FIG. 4.

Analysis of the organization of GPC in the presence of Z. Vero cells were cotransfected with plasmids encoding GPC and Spep-tagged Z. Cells were fixed, permeabilized, and double-labeled first with the mouse anti-G1 MAb BE08 and biotinylated S protein and then with a secondary antibody conjugated with 12-nm-diameter colloidal gold particles and streptavidin conjugated with 6-nm-diameter colloidal gold particles. (A) Representative electron micrograph of cells double-labeled for GPC and Z. The arrow indicates a cluster of 12-nm-diameter gold particles, and the letters a to e indicate 6-nm-diameter gold particles within 30 nm of the trace of the plasma membrane, which were judged to be associated with the membrane itself.
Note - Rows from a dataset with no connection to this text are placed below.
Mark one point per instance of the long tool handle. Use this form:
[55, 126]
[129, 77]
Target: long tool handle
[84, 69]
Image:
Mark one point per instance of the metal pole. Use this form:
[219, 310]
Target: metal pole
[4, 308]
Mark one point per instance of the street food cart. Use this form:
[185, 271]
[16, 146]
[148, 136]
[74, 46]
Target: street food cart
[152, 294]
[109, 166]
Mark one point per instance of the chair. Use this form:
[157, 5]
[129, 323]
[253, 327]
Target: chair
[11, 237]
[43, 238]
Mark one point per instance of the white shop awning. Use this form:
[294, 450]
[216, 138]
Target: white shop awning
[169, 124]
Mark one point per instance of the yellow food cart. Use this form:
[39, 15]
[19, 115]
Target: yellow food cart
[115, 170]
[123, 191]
Bar, 100 nm. (B) Pairwise distances between all 12-nm-diameter gold particles (GPC), analyzed as described for Fig. 3. (C) Measurements were collected between each 6-nm-diameter gold particle (Z) within 30 nm of the trace of the plasma membrane and every 12-nm-diameter gold particle (GPC). The density was calculated as the number of 12-nm-diameter gold particles in 20-nm distance increments from each 6-nm-diameter gold particle and was normalized to the number of gold particles analyzed. The normalized density of 12-nm-diameter particles/20 nm was plotted on the y axis against the distance from the 6-nm-diameter particles on the x axis in a histogram. The average density of GPC labeling in the plasma membrane is indicated by the horizontal dashed line.